I have been working on a script to concatenate multiple csv files into a single, large csv. The csv's contain names of folders and their respective sizes, in a 2-column setup with the format "Size, Projectname"
Example of a single csv file:
49747851728,ODIN
32872934580,_WORK
9721820722,LIBRARY
4855839655,BASELIGHT
1035732096,ARCHIVE
907756578,USERS
123685100,ENV
3682821,SHOTGUN
1879186,SALT
361558,SOFTWARE
486,VFX
128,DNA
For my current test I have 25 similar files, with different numbers in the first column.
I am trying to get this script to do the following:
- Read each csv file
- For each Project it sees, scan the outputfile if that Project was already printed to the file. If not, print the Projectname
- For each file, for each Project, if the Project was found, print the Size to the output csv.

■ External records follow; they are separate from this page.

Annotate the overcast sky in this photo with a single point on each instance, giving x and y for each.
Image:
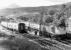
(26, 3)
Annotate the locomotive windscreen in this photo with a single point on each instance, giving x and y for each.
(21, 28)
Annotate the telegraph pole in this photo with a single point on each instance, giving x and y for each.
(41, 20)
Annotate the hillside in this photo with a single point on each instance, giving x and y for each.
(33, 14)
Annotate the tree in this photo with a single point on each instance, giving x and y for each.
(49, 20)
(51, 12)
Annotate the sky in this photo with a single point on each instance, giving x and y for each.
(29, 3)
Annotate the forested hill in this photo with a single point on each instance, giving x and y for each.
(50, 13)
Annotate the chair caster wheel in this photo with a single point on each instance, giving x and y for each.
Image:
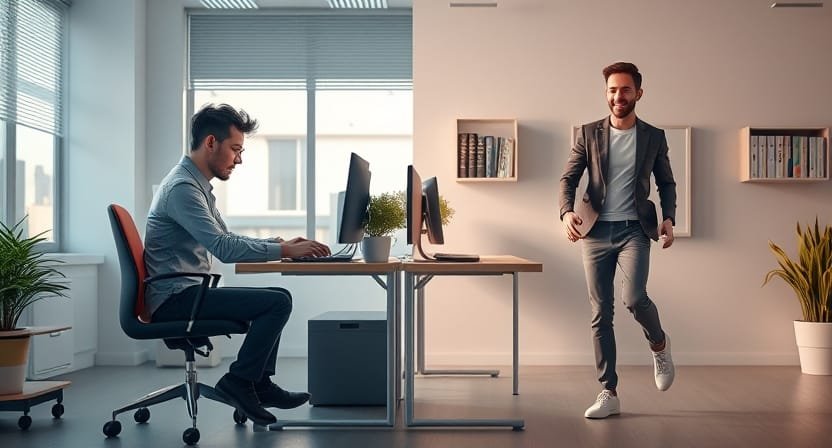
(24, 422)
(142, 415)
(112, 428)
(190, 436)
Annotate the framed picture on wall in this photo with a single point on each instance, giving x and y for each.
(679, 148)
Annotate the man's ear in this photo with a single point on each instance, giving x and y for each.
(210, 142)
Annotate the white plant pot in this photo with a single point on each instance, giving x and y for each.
(376, 249)
(14, 357)
(814, 345)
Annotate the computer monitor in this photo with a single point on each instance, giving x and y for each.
(424, 211)
(356, 201)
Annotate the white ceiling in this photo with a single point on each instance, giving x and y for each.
(304, 4)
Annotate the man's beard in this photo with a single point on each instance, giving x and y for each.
(628, 109)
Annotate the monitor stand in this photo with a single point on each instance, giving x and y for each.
(458, 258)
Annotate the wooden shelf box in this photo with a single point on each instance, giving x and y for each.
(790, 155)
(498, 129)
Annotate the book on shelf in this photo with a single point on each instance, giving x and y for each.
(462, 155)
(472, 154)
(480, 156)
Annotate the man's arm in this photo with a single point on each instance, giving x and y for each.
(575, 166)
(188, 207)
(665, 183)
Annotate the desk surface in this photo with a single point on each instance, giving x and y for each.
(351, 267)
(487, 263)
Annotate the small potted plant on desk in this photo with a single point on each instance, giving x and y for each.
(811, 278)
(26, 276)
(386, 214)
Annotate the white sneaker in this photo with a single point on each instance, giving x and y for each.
(663, 368)
(605, 405)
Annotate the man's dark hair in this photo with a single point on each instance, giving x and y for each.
(623, 67)
(217, 121)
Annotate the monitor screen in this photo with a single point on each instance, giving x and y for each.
(432, 211)
(356, 201)
(414, 206)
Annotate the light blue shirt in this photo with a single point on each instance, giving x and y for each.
(183, 226)
(620, 203)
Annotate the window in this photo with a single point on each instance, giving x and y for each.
(31, 132)
(287, 161)
(321, 85)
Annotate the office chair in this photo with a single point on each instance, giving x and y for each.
(189, 336)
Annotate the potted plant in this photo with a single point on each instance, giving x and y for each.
(386, 214)
(26, 276)
(811, 278)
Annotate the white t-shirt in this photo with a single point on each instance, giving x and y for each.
(620, 203)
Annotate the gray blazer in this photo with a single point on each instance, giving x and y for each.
(591, 152)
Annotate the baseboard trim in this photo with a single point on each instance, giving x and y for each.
(624, 358)
(121, 358)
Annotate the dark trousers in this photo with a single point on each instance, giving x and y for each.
(625, 245)
(267, 309)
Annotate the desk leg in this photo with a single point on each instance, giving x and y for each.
(408, 348)
(420, 345)
(392, 347)
(516, 311)
(409, 419)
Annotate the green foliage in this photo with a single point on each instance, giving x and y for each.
(811, 275)
(25, 274)
(386, 214)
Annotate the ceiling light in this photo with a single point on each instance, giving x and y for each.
(797, 5)
(229, 4)
(357, 4)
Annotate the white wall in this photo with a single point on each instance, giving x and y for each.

However, I need the Projects to all be on textline 1, comma separated, so I can use this outputfile as input for a javascript graph. The Sizes should be added in the column below their projectname.
My current script:
csv_folder=$(echo "$1" | sed 's/^[ \t]*//;s/\/[ \t]*$//')
csv_allfiles="$csv_folder/*.csv"
csv_outputfile=$csv_folder.csv
echo -n "" > $csv_outputfile
for csv_inputfile in $csv_allfiles; do
while read line && [[ $line != "" ]]; do
projectname=$(echo $line | sed 's/^\([^,]*\),//')
projectfound1=$(cat $csv_outputfile | grep -w $projectname)
if [[ ! $projectfound1 ]]; then
textline=1
sed "${textline}s/$/${projectname}, /" >> $csv_outputfile
for csv_foundfile in $csv_allfiles; do
textline=$(echo $textline + 1 | bc )
projectfound2=$(cat $csv_foundfile | grep -w $projectname)
projectdata=$(echo $projectfound2 | sed 's/\,.*$//')
if [[ $projectfound2 ]]; then
sed "${textline}s/$/$projectdata, /" >> $csv_outputfile
fi
done
fi
done < $csv_inputfile
done
My current script finds the right information (projectname, projectdata) and if I just 'echo' those variables, it prints the correct data to a file. However, with echo it only prints in a long list per project. I want it to 'jump back' to line 1 and print the new project at the end of the current line, then run the loop to print data at the end of each next line.
I was thinking this should be possible with sed or awk. sed should have a way of inserting text to a specific line with
sed '{n}s/search/replace/'
where {n} is the line to insert to
awk should be able to do the same thing with something like
awk -v l2="$textline" -v d="$projectdata" 'NR == l2 {print d} {print}' >> $csv_outputfile
However, while replacing the sed commands in the script with
echo $projectname
echo $projectdata
spit out the correct information (so I know my variables are filled correctly) the sed and awk commands tend to spit out the entire contents of their current inputcsv; not just the line that I want them to.
Pastebin outputs per variant of writing to file
- https://pastebin.com/XwxiAqvT - sed output
- https://pastebin.com/xfLU6wri - echo, plain output (single column)
- https://pastebin.com/wP3BhgY8 - echo, detailed output per variable
- https://pastebin.com/5wiuq53n - desired output
As you see, the sed output tends to paste the whole contents of inputcsv, making the loop stop after one iteration. (since it finds the other Projects after one loop)
So my question is one of these;
- How do I make sed / awk behave the way I want it to; i.e. print only the info in my var to the current textline, instead of the whole input csv. Is sed capable of this, printing just one line of variable? Or
- Should I output the variables through 'echo' into a temp file, then loop over the temp file to make sed sort the lines the way I want them to? (Bear in mind that more .csv files will be added in the future, I can't just make it loop x times to sort the info)
- Is there a way to echo/print text to a specific text line without using sed or awk? Is there a printf option I'm missing? Other thoughts?
Any help would be very much appreciated.